The central bank has projected GDP growth at 6.6% for FY27, a figure that reflects cautious optimism in the face of geopolitical tensions, particularly the ongoing conflict in West Asia, and the persistent balancing act between inflation management and growth momentum.

The RBI’s assessment comes at a time when the Monetary Policy Committee (MPC) is expected to hold rates steady in its June meeting, signalling a preference for stability while monitoring inflationary pressures.

The report highlights that India’s growth trajectory remains supported by strong domestic demand, robust investment activity, and the increasing role of the rupee in international trade.

The currency is being used more frequently in imports and exports, a development that aligns with the government’s push for greater global acceptance of the rupee and reduced dependence on the dollar. This trend, coupled with the RBI’s record dividend payout to the government — driven by currency gains — has reinforced confidence in the central bank’s ability to manage liquidity and support fiscal stability. The dividend, the highest ever, provides a significant boost to government finances at a time when public spending is critical to sustaining growth.

Yet, the report does not shy away from acknowledging vulnerabilities. Inflation remains a key concern, with food and energy prices exerting pressure on households and policymakers alike.

The RBI has stressed the importance of vigilance, noting that while headline inflation has moderated, core inflation continues to pose risks. The interplay between growth and inflation, the report suggests, will define the contours of monetary policy in the months ahead. Complementary investment avenues such as bank time deposits and debt mutual funds have also been flagged as important stabilisers, offering households and investors alternatives amid shifting interest rate dynamics.

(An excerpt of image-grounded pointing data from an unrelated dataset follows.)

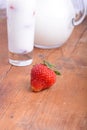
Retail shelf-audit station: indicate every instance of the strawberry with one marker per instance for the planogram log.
(42, 76)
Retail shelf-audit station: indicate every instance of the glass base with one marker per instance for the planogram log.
(20, 59)
(49, 46)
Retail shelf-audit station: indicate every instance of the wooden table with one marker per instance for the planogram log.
(63, 106)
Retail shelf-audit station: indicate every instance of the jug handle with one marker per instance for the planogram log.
(76, 21)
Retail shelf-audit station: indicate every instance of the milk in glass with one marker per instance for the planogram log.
(20, 23)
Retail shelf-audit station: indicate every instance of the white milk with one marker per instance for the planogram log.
(20, 19)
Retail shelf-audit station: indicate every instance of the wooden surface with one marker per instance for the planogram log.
(63, 106)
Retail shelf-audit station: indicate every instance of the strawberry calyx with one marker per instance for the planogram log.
(51, 66)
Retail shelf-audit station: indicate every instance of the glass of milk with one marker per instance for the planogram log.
(20, 27)
(2, 9)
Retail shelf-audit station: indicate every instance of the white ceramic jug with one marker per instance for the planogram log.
(55, 21)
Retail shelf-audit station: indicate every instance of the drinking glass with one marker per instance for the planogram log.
(20, 26)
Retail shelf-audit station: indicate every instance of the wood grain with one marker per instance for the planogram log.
(63, 106)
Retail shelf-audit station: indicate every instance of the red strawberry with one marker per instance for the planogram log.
(42, 76)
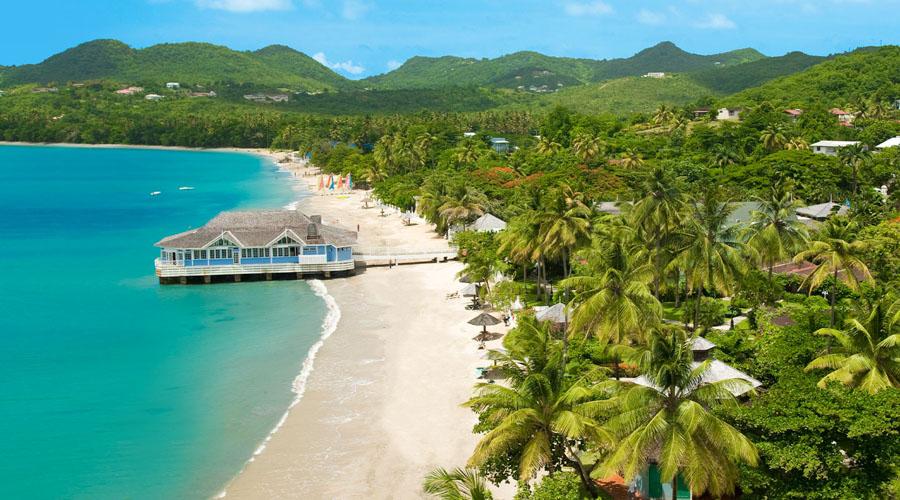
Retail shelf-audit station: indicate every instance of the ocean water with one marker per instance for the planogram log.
(112, 386)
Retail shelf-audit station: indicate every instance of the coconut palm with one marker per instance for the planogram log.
(547, 146)
(632, 159)
(565, 226)
(470, 152)
(773, 137)
(657, 214)
(797, 144)
(458, 484)
(834, 250)
(462, 206)
(712, 256)
(543, 417)
(663, 115)
(615, 302)
(775, 232)
(724, 156)
(854, 156)
(673, 423)
(587, 147)
(868, 352)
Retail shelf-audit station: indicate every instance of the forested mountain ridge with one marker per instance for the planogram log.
(191, 63)
(526, 69)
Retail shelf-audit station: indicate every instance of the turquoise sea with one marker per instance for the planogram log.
(112, 386)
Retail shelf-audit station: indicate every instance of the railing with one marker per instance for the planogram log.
(170, 269)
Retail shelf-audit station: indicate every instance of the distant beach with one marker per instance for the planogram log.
(381, 408)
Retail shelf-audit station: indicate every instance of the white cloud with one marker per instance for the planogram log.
(347, 66)
(354, 9)
(650, 17)
(245, 5)
(595, 8)
(716, 22)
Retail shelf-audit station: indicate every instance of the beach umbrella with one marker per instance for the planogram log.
(484, 320)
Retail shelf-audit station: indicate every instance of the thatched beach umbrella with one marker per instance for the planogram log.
(484, 320)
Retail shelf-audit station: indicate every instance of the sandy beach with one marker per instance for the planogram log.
(381, 407)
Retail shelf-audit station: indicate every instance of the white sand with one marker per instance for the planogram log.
(381, 408)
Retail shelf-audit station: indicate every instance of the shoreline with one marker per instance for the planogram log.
(382, 406)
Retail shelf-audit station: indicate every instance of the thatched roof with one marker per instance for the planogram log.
(555, 314)
(716, 372)
(484, 319)
(259, 228)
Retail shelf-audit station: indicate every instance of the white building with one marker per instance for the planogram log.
(830, 148)
(728, 114)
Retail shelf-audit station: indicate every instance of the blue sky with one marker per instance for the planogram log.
(364, 37)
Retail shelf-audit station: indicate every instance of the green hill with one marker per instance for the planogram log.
(730, 79)
(531, 69)
(624, 95)
(190, 63)
(868, 73)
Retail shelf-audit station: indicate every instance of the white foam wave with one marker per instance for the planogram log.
(298, 386)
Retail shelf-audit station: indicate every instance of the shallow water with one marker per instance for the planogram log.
(112, 386)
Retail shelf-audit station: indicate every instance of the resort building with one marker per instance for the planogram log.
(500, 145)
(830, 148)
(260, 244)
(487, 223)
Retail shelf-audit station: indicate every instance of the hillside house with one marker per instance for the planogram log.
(728, 114)
(845, 118)
(830, 148)
(130, 90)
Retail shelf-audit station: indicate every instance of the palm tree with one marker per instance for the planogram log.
(835, 250)
(868, 352)
(712, 257)
(632, 159)
(587, 147)
(663, 115)
(458, 484)
(724, 156)
(615, 302)
(773, 137)
(797, 144)
(854, 156)
(657, 214)
(775, 232)
(566, 226)
(547, 146)
(544, 416)
(462, 206)
(672, 423)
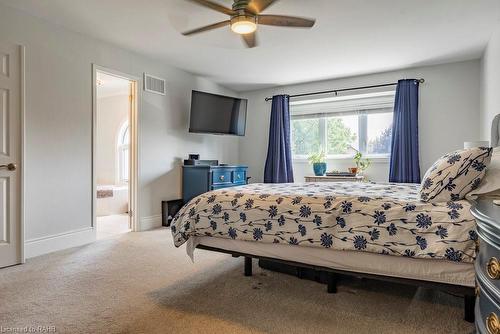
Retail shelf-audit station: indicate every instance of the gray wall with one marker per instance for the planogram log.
(449, 115)
(490, 84)
(58, 124)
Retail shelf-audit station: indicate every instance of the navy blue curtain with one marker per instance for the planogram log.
(404, 165)
(278, 167)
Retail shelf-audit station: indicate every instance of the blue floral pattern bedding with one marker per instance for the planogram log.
(369, 217)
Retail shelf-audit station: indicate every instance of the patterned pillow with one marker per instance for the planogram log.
(455, 174)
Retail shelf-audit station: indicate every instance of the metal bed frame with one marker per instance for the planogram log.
(468, 293)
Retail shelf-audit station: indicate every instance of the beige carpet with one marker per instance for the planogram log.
(140, 283)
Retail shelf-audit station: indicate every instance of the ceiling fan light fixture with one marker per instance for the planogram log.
(243, 25)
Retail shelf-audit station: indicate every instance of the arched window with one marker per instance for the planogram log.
(123, 152)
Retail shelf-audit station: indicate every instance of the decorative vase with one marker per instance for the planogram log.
(319, 168)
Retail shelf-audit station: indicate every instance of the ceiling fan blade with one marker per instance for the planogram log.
(257, 6)
(250, 39)
(285, 21)
(214, 6)
(206, 28)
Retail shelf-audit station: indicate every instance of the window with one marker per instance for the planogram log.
(334, 125)
(123, 152)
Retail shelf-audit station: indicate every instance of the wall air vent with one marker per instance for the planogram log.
(154, 84)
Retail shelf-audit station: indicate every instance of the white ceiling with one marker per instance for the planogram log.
(350, 37)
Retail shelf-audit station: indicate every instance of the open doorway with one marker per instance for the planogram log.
(114, 170)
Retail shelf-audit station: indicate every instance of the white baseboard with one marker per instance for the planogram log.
(150, 222)
(56, 242)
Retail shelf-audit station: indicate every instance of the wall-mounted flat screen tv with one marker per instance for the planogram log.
(217, 114)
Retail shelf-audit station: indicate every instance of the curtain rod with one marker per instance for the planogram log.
(345, 89)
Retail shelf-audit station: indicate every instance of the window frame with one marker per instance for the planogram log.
(381, 100)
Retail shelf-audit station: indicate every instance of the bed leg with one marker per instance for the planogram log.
(332, 283)
(248, 266)
(300, 273)
(469, 303)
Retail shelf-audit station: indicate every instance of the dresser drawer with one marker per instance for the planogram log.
(239, 176)
(488, 261)
(487, 309)
(221, 176)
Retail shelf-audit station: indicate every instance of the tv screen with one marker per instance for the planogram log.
(211, 113)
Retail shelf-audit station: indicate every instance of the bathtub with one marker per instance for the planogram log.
(111, 200)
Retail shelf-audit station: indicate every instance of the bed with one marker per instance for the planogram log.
(380, 231)
(383, 228)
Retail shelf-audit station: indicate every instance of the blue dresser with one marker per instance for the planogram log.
(197, 180)
(487, 312)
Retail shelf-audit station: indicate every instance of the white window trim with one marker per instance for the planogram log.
(368, 101)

The resilience of the Indian economy is further underscored by its ability to withstand external shocks. Despite the turbulence in global markets and the impact of regional conflicts, India’s financial system has remained stable, supported by strong regulatory oversight and prudent fiscal management.

However, the RBI has drawn attention to the rising incidence of fraud in financial institutions, with over 10,000 cases amounting to INR 48,000-crore reported in FY26. This sharp increase highlights the need for enhanced vigilance, stronger compliance frameworks, and technological safeguards to protect the integrity of the financial ecosystem.

The annual report also reflects on the broader structural shifts underway. Digital transactions continue to expand rapidly, reshaping consumer behaviour and financial intermediation. At the same time, traditional instruments such as fixed deposits retain their relevance, particularly for risk-averse investors. The coexistence of these trends illustrates the duality of India’s financial landscape — modernising at pace while retaining the anchors of conventional savings and investment practices.

For industries such as printing and publishing, which thrive on the pulse of economic activity, the RBI’s outlook carries significant implications. A resilient economy with steady growth prospects translates into sustained demand for printed financial instruments, advertising, and packaging, even as digital adoption accelerates. The record dividend payout, rising rupee usage in trade, and the emphasis on complementary investment avenues all point to a financial system in transition, where stability and innovation must coexist.